Walking and Bus Stops

Lindsay Mitchell blogs on the advice Scottish Police have given out to men, to help women feel more secure when alone in the evenings:

“Resist chatting to a woman who is waiting, for example, at an isolated bus stop. She won’t know that you mean her no harm. Remember that a woman may also feel threatened by what you think are admiring looks.”

The leaflet reiterates previous advice that men who find themselves walking in the same direction as a woman should cross the street to reassure her that she is not being followed.

Now it goes without saying that casting “admiring looks” at a woman alone at night is not a good thing to do, beyond the normal smile or visual recognition of each other.

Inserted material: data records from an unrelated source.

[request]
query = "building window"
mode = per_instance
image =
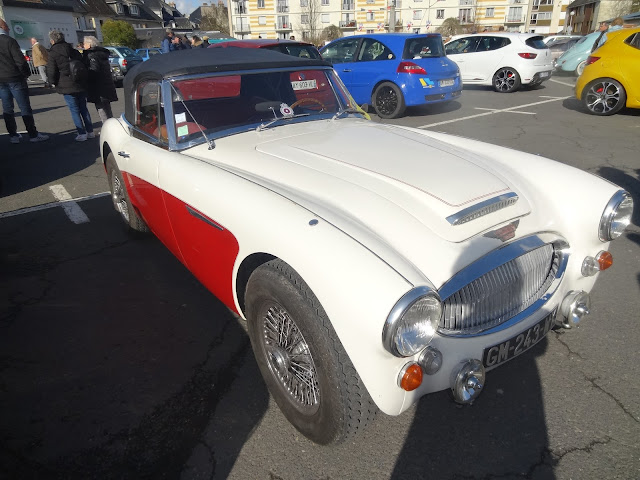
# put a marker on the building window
(464, 15)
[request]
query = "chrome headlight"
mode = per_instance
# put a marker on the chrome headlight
(413, 322)
(616, 216)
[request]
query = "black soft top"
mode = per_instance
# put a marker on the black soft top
(210, 60)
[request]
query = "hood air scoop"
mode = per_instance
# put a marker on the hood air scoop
(483, 208)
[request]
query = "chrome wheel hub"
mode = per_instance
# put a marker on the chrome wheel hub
(119, 198)
(603, 97)
(290, 360)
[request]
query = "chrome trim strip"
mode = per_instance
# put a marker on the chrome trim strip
(483, 208)
(607, 215)
(499, 257)
(200, 216)
(401, 306)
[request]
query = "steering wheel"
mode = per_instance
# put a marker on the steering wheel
(308, 99)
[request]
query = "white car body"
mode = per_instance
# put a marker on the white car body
(362, 225)
(490, 52)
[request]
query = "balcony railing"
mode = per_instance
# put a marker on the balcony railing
(347, 24)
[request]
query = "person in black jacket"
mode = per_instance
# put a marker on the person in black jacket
(14, 72)
(75, 94)
(101, 89)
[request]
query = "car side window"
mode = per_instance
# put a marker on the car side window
(492, 43)
(341, 52)
(462, 45)
(373, 50)
(148, 115)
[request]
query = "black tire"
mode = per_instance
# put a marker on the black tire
(388, 101)
(506, 80)
(326, 401)
(604, 96)
(120, 198)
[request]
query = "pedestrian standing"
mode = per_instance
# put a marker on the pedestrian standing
(74, 93)
(14, 72)
(40, 55)
(101, 89)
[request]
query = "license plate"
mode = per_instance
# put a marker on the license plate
(303, 84)
(500, 353)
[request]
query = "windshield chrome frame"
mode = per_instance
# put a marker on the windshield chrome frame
(167, 93)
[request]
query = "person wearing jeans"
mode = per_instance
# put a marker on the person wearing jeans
(14, 72)
(75, 94)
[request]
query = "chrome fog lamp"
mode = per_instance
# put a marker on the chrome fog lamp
(616, 216)
(574, 307)
(413, 322)
(468, 381)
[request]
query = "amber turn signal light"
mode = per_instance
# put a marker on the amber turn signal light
(411, 377)
(605, 260)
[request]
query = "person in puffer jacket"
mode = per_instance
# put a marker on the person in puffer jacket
(101, 90)
(75, 94)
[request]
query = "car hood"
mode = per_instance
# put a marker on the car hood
(381, 184)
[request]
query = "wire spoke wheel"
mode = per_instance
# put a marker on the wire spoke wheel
(506, 80)
(603, 97)
(290, 360)
(119, 198)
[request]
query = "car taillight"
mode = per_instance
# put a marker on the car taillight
(410, 67)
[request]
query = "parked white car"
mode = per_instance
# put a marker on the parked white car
(367, 279)
(503, 60)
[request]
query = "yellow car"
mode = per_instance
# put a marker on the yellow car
(610, 78)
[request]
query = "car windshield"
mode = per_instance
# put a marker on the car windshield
(423, 47)
(221, 105)
(536, 42)
(127, 52)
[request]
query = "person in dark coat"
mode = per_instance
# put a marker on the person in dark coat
(75, 94)
(14, 72)
(101, 89)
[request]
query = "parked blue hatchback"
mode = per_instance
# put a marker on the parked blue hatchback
(391, 71)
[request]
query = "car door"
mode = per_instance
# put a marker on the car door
(374, 60)
(139, 161)
(460, 51)
(342, 54)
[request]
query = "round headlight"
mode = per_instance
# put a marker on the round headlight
(616, 216)
(412, 323)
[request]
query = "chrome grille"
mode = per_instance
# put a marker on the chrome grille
(499, 294)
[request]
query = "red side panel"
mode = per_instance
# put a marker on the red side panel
(147, 198)
(208, 248)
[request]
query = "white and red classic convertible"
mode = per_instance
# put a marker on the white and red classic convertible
(373, 263)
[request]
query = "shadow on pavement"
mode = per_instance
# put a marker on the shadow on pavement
(113, 357)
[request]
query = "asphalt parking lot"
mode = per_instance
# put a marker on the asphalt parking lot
(116, 363)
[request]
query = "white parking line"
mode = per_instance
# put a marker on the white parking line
(70, 207)
(513, 111)
(555, 99)
(46, 206)
(562, 83)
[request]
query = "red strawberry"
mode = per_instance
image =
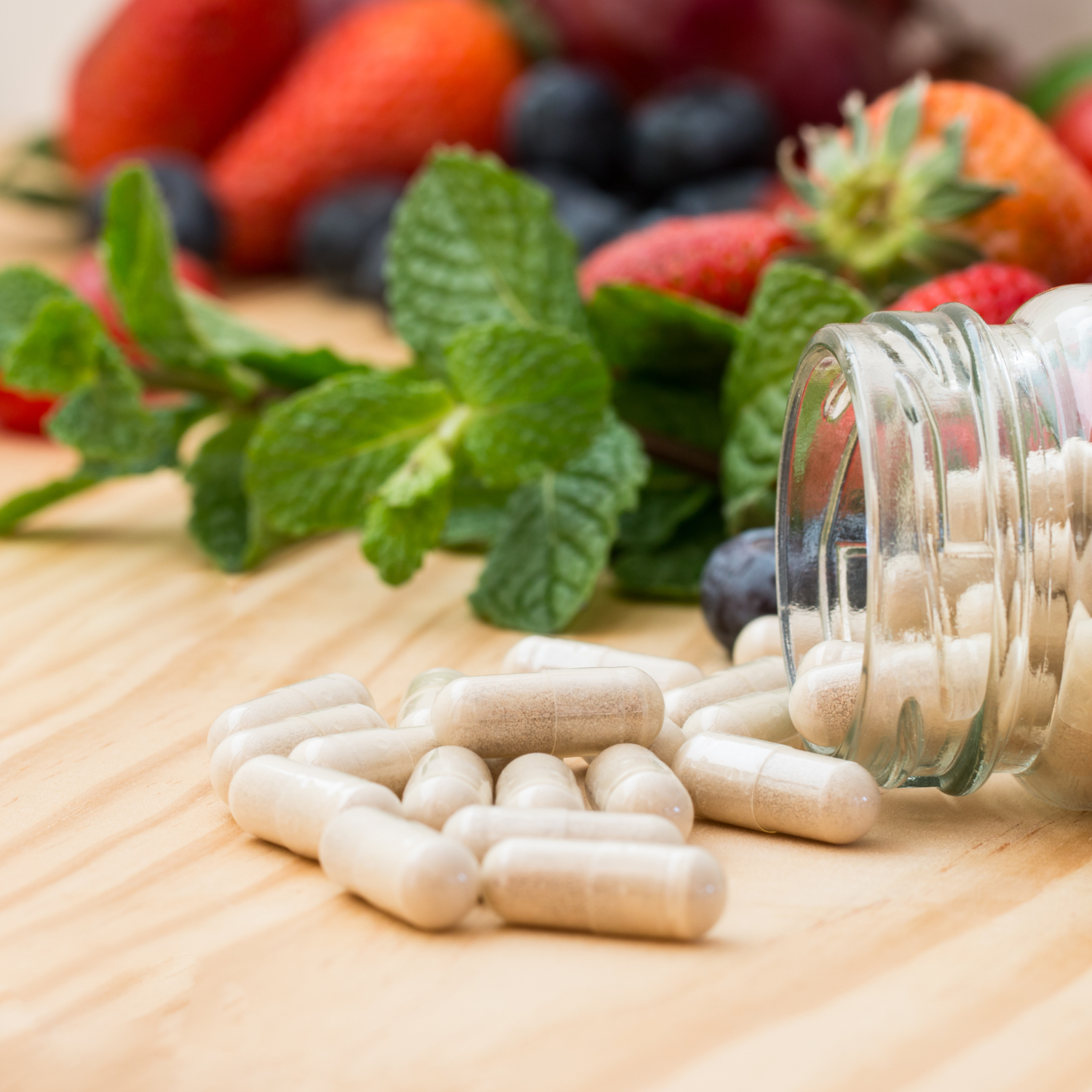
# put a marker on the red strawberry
(22, 413)
(176, 74)
(1072, 126)
(716, 258)
(371, 96)
(992, 288)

It also goes without saying that crossing the street just because there is a woman on your side is somewhat of an overkill. Not to say that one shouldn’t be sensitive about the nervousness of being followed. I sometimes get nervous when I can hear or see the shadow of someone behind me. Likewise I often go out of my way not to stay behind someone when walking along, by walking at a different pace to them.

What is interesting is the issue of chatting at bus stops etc. I’d be interested to hear from women especially on whether they find it worrisome or a relief if someone strikes up a conversation at a bus stop. Part of me thinks that one might prefer someone who is friendly (not sleazy) and comments on the book they are reading or other such banial stuff. It sort of humanises them as less likely to then drag you around the corner. Personally I’m not a bus stop chatter, and believe the best stranger is a silent one. But others might disagree?